The cut potato was planted on September 15th of 2016. The potato was planted 1 ½ inches in depth into the soil. The potato never broke the soil till week three, but had a lot of root growth during the first three weeks. By week four there were two stems present coming from the potato averaging height at 6 inches. Also during week four of the potato we fertilized it with Osmocot 14-14-14. It grew very well, by week six the two stems averaged at 14 ½ inches and it was looking a little droopy so we decided to fertilize with Miracle Gro. Week eight for the potato it hit an average height of 20 ½ inches. By the last week we pulled up the potato and there were 3 golf ball sized potatoes on the cut potato we planted. The graph below is of the potato height each week, the cut potato ‘s two stems were averaged out onto one graph.

Discussion

It was expected to see either tassels on the corn, tassels on the sorghum, flowers on the cotton, pods of the green beans, and little potatoes on the cut potato by the time the end of this 12– week long experiment, but by the end of the experiment only corn had tassels, 3 little potatoes on the potato, and one of my green beans died. Throughout the experiment I saw all the plants go through the ups and downs of not being watered to the day after being fertilized. My hypothesis was, if my lab partner and I water at least three to four times a week and fertilized if needed our plants will grow and make it through the semester. I was wrong because my lab partner and I didn’t communicate as much as I thought we would have to be able to water our plants and to take the responsibility of them. I would have made sure that my lab partner and I communicated better to be able to make it easier to go watering and know the responsibility in nursing our plants. I learned that it’s not just water, air, and sunlight to grow a plant.
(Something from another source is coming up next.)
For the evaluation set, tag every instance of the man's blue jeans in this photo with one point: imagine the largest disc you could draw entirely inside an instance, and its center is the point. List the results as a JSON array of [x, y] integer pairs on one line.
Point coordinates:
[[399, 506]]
New knowledge I have gained from this experiment is growing plants is a lot more work than I thought it was going to be at the beginning.

Work cited

  • “Origin, History, and Uses of Corn (Zea Mays).” Origin, History and Uses of Corn, agron-www.agron.iastate.edu/Courses/agron212/readings/corn_history.htm.
  • www.sorhumcheckoff.com/all-about-sorghum.
  • “The Story of Cotton- History of Cotton.” The Story of Cotton- History of Cotton, www.cotton.org/pubs/cottoncounts/story/.
  • “Potato History | The History of Potatoes | Potato Fun Facts.” Potatoes USA, www.potatogoodness.com/potato-fun-facts-history/.
  • @NewsfromScience. “The Secret History of the Potato.” Science | AAAS, 11 July 2013, www.sciencemag.org/news/2007/05/secret-history-potato.
  • “Corn.” Encyclopedia Britannica Online, Encyclopedia Britannica, www.britannica.com/plant/corn-plant.
  • History of Cotton and Its Place in American History.” CottonAcres, www.cottonacres.com/history-of-cotton/.
  • Gmbh, Ch-siebnen gs graphic-studio. “Seite Nicht Gefunden.” Organic Cotton – Seite Nicht Gefunden, organiccotton.org/oc/Cotton-general/World-maeket/History-of-cotton.php.
  • “Cotton.” Cotton, Gossypium Hirsutum, Plant Facts – Eden Project, www.edenproject.com/learn/for-everyone/plant-profiles/cotton.
  • “Green Bean.” Green Bean – Phadia – Setting the Standard – Phadia.com, www.phadia.com/en/Products/Allergy-testing-products/ImmunoCAP-Allergen-Information/Food-of-Plant-Origin/Legumes/Green-bean-/.
  • “Growing Green Beans, Planting Green Beans.” Grow It Organically, www.grow-it-organically.com/growing-green-beans.html.
  • “Kew Science.” Science and Conservation | Royal Botanic Gardens, Kew, www.kew.org/science-conservation/plants-fungi-solanum-tuberosum-potato.
  • “Green Beans.” Green Beans, www.whfoods.com/genpage.php?tname=foodspice&dbid=134.
  • “HISTORY AND ORIGIN OF POTATOES.” Potatoes, Their Early Origin &Amp; History, www.foodreference.com/html/a-pot-hist0607.html.